To me Silber was brilliant, occasionally charming, irascible, aggressive, tough, and proud. Like most students I knew in the early 1970s, I loathed and feared him. He disdained our anti-war demonstrations and loosed the helmets, shields, clubs, and tear gas of Boston’s TPF–Tactical Police Force–to break them up. I was among dozens of students the TPF chased down Bay State Road; we were faster and escaped them by Kenmore Square. In the spring of 1974, when BU students engaged in their annual protest against the recently-announced tuition increases–back then tuition increases and anti-tuition increase protests were, like robins, harbingers of spring on the BU campus–a TV news reporter asked for Dr. Silber’s reaction. I recall that he said it’s fun and games for young primates. Have I accurately remembered this quotation’s dismissive disdain? The memory is vivid, but it’s also 38 years old. If he didn’t say it exactly like this, if the words I remember are the product of faulty synapses, those who remember Dr. Silber in those years would agree that if he didn’t say it, he could have. It sounds like him.
A decade and a half later Dr. Silber featured in one of the most remarkable meetings of my legal career. Congress Group Ventures, a real estate development company at which I worked as General Counsel, was negotiating a large, complicated real estate venture with Boston University. My boss Dean Stratouly and Dr. Silber had met alone some months earlier to paint the venture’s broad strokes, and now we were trying to fill in the details–which, as the saying goes, is where the Devil resides. A series of meetings between us lawyers had yielded more areas of disagreement than compromise, so we called a meeting of all principals.
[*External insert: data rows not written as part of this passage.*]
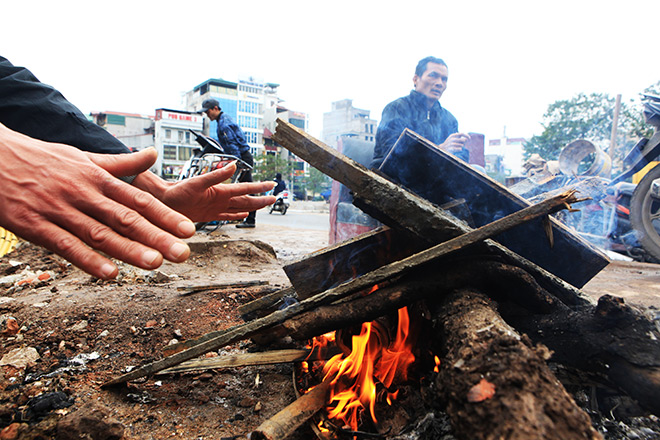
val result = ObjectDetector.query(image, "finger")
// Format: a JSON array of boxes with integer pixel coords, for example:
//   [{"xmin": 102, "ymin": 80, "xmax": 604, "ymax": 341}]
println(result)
[
  {"xmin": 88, "ymin": 148, "xmax": 158, "ymax": 178},
  {"xmin": 222, "ymin": 182, "xmax": 276, "ymax": 198},
  {"xmin": 216, "ymin": 213, "xmax": 250, "ymax": 221},
  {"xmin": 79, "ymin": 185, "xmax": 193, "ymax": 262},
  {"xmin": 186, "ymin": 162, "xmax": 238, "ymax": 190},
  {"xmin": 98, "ymin": 177, "xmax": 196, "ymax": 240},
  {"xmin": 20, "ymin": 220, "xmax": 121, "ymax": 280},
  {"xmin": 218, "ymin": 195, "xmax": 277, "ymax": 214}
]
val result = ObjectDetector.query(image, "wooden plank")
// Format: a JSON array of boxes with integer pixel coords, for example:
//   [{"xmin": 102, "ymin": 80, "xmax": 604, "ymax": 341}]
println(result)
[
  {"xmin": 377, "ymin": 129, "xmax": 609, "ymax": 287},
  {"xmin": 272, "ymin": 119, "xmax": 607, "ymax": 294},
  {"xmin": 283, "ymin": 227, "xmax": 427, "ymax": 300},
  {"xmin": 157, "ymin": 349, "xmax": 312, "ymax": 375}
]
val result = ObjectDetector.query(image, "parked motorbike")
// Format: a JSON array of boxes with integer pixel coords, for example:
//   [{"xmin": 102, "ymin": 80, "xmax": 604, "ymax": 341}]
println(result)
[
  {"xmin": 269, "ymin": 190, "xmax": 290, "ymax": 215},
  {"xmin": 179, "ymin": 129, "xmax": 252, "ymax": 231}
]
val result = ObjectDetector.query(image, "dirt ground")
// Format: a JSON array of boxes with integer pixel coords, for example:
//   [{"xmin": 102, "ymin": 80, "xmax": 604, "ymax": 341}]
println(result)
[{"xmin": 0, "ymin": 220, "xmax": 658, "ymax": 439}]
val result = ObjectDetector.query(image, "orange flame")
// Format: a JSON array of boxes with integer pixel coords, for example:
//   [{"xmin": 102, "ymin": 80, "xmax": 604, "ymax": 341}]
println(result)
[{"xmin": 312, "ymin": 307, "xmax": 416, "ymax": 431}]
Together in our conference room were the present or former leaders of the institutions that had most shaped my almost 20 years in Boston: my bosses Dean Stratouly and his co-owner David Gardner, Boston University President John Silber and his lawyer Bob Popeo, the most powerful partner in Mintz Levin Cohn Ferris Glovsky and Popeo, the firm I’d left to work at Congress Group, consummate political insider and Silber confidante Kevin White, and former mayor of Boston and then-current professor at Boston University. Present also were other powerful insiders and other lawyers, including me. David Gardner, in a wheelchair due to neurological illness, sat at one end of the table. Dr. Silber, a shortened and cuffed suit-jacket sleeve covering his stump arm, sat at the other end. The meeting began with a recap of our progress-small–and disputes–significant–and it was not long before Silber and David Gardner, who was Silber’s intellectual equal, were arguing vociferously. Popeo, the combative lawyer political insiders hired when their world turned to dog doo, stepped in to ratchet back the tension and suggest topics for more fruitful discussion. White advanced his perspective on how things should unfold. The collective egos’ magnitude and personalities’ fire-power were enough to blow the windows out of the room.
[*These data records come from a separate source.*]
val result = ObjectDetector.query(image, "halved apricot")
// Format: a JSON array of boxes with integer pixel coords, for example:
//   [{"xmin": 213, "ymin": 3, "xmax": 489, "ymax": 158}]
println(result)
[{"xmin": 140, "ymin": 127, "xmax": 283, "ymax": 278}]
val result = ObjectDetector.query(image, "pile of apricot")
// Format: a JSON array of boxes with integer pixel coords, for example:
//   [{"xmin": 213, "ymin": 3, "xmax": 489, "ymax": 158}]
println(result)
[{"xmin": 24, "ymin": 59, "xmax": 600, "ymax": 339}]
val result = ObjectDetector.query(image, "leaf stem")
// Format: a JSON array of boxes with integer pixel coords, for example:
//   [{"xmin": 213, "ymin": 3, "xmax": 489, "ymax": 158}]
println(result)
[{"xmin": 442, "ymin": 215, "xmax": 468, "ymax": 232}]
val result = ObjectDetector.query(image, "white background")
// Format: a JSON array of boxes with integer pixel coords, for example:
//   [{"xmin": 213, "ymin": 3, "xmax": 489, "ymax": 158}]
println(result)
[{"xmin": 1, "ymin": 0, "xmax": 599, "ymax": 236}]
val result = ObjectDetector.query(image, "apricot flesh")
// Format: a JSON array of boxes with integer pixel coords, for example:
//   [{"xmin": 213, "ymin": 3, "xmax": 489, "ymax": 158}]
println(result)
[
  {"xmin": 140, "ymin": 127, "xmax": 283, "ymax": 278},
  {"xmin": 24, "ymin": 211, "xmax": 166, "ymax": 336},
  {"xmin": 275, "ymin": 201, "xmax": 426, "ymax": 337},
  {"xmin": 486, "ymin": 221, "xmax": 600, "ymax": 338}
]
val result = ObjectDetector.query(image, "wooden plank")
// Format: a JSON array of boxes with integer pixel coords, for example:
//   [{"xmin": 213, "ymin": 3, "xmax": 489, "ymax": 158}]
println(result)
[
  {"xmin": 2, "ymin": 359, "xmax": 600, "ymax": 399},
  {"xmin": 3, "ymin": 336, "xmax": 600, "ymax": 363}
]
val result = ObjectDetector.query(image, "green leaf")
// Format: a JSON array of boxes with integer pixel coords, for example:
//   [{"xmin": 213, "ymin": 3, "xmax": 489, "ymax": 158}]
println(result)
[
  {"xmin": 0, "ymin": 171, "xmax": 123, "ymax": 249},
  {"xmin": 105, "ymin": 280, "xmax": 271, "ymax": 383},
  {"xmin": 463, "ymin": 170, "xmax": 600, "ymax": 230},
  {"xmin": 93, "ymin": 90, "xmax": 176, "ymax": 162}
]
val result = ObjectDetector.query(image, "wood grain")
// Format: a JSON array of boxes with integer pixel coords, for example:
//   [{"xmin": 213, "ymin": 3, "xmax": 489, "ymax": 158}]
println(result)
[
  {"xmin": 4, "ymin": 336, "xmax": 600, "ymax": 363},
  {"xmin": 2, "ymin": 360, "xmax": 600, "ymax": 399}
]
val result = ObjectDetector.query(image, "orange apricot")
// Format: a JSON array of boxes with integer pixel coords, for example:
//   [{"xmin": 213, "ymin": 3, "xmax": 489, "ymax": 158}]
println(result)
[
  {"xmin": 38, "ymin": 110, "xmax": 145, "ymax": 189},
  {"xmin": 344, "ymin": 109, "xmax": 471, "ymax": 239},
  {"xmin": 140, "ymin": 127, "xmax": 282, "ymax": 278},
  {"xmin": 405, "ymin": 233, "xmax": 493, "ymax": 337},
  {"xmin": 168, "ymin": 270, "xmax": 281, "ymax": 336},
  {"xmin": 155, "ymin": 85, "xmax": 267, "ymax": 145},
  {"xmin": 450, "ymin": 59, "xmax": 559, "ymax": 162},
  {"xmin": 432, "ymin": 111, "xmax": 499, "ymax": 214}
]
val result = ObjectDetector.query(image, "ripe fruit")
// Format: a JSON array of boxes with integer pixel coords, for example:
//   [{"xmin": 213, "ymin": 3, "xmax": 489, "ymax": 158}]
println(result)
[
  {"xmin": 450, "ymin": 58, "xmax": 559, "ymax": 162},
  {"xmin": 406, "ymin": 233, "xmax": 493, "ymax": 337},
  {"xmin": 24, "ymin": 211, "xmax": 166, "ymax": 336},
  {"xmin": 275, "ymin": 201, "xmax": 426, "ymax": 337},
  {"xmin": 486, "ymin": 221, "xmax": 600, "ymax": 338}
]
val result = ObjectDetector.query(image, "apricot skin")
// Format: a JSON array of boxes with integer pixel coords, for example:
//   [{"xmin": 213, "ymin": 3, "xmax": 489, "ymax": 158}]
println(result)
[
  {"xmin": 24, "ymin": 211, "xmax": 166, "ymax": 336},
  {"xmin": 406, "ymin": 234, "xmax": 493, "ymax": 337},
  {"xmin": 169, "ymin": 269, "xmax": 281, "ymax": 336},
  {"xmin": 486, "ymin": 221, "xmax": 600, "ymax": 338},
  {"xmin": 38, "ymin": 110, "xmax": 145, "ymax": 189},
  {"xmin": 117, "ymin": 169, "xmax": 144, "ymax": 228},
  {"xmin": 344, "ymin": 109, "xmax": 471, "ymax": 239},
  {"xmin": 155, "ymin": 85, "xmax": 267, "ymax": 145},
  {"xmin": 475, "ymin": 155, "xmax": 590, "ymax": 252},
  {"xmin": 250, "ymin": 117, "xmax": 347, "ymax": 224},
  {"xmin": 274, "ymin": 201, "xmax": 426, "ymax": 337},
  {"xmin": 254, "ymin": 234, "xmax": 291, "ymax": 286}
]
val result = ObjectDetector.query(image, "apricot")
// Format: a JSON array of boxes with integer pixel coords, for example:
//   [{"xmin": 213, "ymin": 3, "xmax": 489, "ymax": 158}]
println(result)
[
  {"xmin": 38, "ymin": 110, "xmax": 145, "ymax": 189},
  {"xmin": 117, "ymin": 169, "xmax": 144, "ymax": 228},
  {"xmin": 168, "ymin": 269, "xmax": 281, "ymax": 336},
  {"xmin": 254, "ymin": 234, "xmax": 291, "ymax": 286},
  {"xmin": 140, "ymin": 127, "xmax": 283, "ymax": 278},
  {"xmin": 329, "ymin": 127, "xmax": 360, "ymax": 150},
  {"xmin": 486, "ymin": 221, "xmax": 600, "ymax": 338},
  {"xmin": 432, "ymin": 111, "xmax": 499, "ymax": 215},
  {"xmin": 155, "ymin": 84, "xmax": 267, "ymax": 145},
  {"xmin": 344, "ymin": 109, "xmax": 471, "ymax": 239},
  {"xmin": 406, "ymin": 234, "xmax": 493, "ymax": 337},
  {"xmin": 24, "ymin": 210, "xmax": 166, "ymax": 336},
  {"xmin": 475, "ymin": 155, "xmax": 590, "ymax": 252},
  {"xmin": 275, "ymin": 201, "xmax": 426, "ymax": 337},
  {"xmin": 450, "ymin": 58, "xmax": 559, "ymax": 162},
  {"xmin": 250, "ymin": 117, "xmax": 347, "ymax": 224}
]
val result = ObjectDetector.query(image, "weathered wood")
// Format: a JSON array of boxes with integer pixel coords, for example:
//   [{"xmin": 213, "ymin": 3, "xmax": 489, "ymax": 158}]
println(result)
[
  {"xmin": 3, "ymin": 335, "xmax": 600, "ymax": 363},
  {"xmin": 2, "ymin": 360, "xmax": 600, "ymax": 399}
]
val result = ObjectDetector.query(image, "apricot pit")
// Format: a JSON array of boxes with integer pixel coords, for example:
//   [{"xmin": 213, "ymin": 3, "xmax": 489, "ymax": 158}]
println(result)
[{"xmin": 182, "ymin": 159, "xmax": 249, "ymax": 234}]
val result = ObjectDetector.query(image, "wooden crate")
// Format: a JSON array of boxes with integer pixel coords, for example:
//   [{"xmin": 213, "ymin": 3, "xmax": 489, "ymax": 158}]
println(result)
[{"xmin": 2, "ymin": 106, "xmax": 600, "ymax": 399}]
We never closed that deal. Disagreements remain as to why.
In recent years I ran into Dr. Silber on the BU campus from time to time. I no longer loathed him, but he always reminded me of my shifting relationship with the school. He terminated DGE a few years after I completed the program; its interdisciplinary and counter-cultural ethos was anathema to his brand of intellectual rigor. Terminating DGE killed one of my defining links to Boston University. The University excelled, during the Silber years, at graduating students who left campus and never looked back fondly. From time to time BU sends email to DGE alumni. It comes under the heading of CGS, the College of General Studies–which, as anyone familiar with Boston University knows, is not likely to engender enthusiastic responses from alumni of DGE’s self-described honors program. BU’s low percentage of alumni contributions is a legacy that the University is managing, slowly, to eradicate. I came to the University too late to be among the faculty bruised by Silber’s rough handling over the years, but resentment still runs deep in some circles. He did not remember me, which was a blessing because remembering would involve remembering how he knew me. I know Boston University would not be the vigorous educational and research institution it is today without Dr. Silber’s tenure as president, a simple fact whose truth is reinforced every time I use FitRec, built on the site of the former Commonwealth Armory.
He was frailer physically each time I saw him, and emanated none of the combativeness I experienced in professional meetings two decades ago. In the end he was just a man. A controversial, polarizing, profoundly influential, consequential, memorable man. I’ve heard that he died with dignity, his intellect undiminished, in control until the end. I would expect nothing less.